When do you know its time to move on?

There was a ten-year period in my career where I changed jobs 4 or 5 times.  I started to notice a pattern:

Year 1: Figure out what is actually going on in the company, and how to do your job

Year 2: Try to institute a bunch of productive changes, to improve things

Year 3: Nothing really works, get frustrated and leave

I never stayed at a job more than 2-3 years.  It was a serious case of “grass is greener” syndrome.  But you know what I found? Every job I moved to, by Year 3 I was facing pretty much the same frustrations.

You know that old adage, “If everyone you meet has a problem, maybe they’re not the problem?”.  (OK, the real one is more profane but you get my point.)

Finally, after all those job changes, I ended up staying past Year 3 at a company (for other non-work-related reasons, namely I didn’t want to move yet again) and I discovered something.  Starting at about Year 4 is when everyone else starts to hit that 3-year-mark and leave, and pretty soon around Years 4 and 5, you’re the Old Guy all of a sudden.
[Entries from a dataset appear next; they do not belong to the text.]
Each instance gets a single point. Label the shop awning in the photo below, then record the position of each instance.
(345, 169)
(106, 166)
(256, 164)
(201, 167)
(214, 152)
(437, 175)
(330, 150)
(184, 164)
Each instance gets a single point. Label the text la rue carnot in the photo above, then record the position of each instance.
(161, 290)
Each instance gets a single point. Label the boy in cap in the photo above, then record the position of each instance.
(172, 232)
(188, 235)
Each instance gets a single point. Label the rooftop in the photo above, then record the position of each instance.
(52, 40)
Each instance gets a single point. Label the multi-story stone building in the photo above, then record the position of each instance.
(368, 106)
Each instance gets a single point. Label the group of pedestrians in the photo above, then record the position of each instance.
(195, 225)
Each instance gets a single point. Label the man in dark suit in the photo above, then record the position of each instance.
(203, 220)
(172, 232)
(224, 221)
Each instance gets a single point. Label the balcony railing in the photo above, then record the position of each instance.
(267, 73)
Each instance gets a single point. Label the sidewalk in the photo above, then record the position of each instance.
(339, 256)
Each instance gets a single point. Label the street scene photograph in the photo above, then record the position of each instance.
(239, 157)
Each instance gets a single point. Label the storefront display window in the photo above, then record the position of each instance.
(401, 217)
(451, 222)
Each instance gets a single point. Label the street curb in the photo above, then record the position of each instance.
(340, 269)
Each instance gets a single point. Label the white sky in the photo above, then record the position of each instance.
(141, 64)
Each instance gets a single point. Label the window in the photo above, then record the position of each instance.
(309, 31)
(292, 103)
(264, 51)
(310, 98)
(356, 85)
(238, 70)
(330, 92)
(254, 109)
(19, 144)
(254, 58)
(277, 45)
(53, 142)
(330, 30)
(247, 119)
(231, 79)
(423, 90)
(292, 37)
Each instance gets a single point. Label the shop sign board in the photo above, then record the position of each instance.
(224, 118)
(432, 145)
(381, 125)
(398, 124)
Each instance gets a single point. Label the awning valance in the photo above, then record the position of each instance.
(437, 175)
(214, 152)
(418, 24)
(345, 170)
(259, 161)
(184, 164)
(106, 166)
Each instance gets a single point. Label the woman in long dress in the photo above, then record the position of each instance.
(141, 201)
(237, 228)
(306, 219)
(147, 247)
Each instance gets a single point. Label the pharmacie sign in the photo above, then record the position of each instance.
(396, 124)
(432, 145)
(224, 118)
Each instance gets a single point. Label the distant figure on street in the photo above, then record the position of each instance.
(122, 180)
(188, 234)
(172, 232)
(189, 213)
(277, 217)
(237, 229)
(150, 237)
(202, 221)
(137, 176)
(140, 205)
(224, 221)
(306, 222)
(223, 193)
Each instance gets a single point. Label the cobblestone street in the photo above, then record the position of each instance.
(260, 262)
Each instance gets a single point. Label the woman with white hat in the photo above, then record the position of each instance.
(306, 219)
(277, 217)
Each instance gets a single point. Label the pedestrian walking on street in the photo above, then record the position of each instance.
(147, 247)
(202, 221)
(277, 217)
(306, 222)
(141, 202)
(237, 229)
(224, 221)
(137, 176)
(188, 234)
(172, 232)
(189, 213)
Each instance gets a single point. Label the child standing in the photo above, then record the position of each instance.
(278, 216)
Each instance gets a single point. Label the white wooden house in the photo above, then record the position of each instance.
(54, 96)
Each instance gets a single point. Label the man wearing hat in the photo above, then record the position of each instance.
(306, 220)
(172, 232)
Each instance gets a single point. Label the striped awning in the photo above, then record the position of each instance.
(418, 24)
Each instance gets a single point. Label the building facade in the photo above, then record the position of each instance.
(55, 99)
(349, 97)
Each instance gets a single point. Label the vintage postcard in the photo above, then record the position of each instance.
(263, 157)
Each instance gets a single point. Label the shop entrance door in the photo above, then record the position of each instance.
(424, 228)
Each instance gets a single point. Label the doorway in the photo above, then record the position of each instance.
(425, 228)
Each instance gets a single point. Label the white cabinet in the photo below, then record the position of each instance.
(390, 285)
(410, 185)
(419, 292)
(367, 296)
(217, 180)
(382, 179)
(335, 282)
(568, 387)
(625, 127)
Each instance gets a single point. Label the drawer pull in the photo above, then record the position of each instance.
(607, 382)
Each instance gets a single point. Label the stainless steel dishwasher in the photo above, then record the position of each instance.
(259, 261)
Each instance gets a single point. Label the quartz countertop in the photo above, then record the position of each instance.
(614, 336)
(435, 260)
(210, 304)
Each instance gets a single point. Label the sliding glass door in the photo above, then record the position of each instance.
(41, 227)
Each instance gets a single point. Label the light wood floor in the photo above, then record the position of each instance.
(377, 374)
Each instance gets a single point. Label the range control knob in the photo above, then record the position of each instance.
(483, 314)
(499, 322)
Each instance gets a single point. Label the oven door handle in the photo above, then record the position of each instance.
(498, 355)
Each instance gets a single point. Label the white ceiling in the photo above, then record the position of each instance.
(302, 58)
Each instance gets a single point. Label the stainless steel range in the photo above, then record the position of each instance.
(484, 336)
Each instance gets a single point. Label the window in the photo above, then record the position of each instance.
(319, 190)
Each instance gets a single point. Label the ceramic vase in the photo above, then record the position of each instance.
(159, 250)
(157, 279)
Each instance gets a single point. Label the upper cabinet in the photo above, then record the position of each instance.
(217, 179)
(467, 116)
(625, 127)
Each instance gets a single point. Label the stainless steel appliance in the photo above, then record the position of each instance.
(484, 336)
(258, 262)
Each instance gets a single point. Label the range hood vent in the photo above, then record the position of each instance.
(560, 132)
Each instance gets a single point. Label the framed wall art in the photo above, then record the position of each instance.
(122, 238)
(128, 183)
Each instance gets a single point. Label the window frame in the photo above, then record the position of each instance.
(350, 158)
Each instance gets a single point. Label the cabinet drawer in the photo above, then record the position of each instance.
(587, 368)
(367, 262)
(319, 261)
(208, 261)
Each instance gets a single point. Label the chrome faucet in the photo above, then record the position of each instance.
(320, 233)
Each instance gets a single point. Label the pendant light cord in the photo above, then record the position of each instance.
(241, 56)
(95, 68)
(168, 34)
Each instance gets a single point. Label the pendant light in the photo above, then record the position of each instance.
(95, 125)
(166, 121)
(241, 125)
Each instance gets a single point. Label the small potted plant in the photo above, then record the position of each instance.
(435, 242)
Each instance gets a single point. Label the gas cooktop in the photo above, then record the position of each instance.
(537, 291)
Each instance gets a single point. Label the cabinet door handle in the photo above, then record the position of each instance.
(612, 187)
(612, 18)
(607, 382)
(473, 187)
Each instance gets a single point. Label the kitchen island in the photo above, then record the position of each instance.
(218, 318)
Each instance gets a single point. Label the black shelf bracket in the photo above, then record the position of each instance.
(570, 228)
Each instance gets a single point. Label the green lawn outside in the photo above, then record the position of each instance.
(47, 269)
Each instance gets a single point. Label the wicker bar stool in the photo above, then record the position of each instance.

And that’s when, if you keep trying to institute change, you now have the ability to actually be an agent of change.

I’m sure there’s more to it than that.  I’m always trying to self-improve my soft skills, so perhaps by the time I was at this latest position, I’d learned more about communication and change management and organizational behavior that I was better able to institute change (I’ll discuss this more in a future post).

But my point is, patience is a big part of change.  Once, when I took over a software team that was really struggling, it took right at about 2 years to REALLY get things better, and this is just from an execution standpoint.  Then it took another year for the fruits of that harvest to begin to show themselves. And this was a two-pizza-size team populated with some very strong and intelligent developers.

There’s many factors to consider when you’re wondering whether or not to move on.  But if the major driving factor is a desire for change, and its only been 12-18 months, then its very likely that you just haven’t given it enough patience.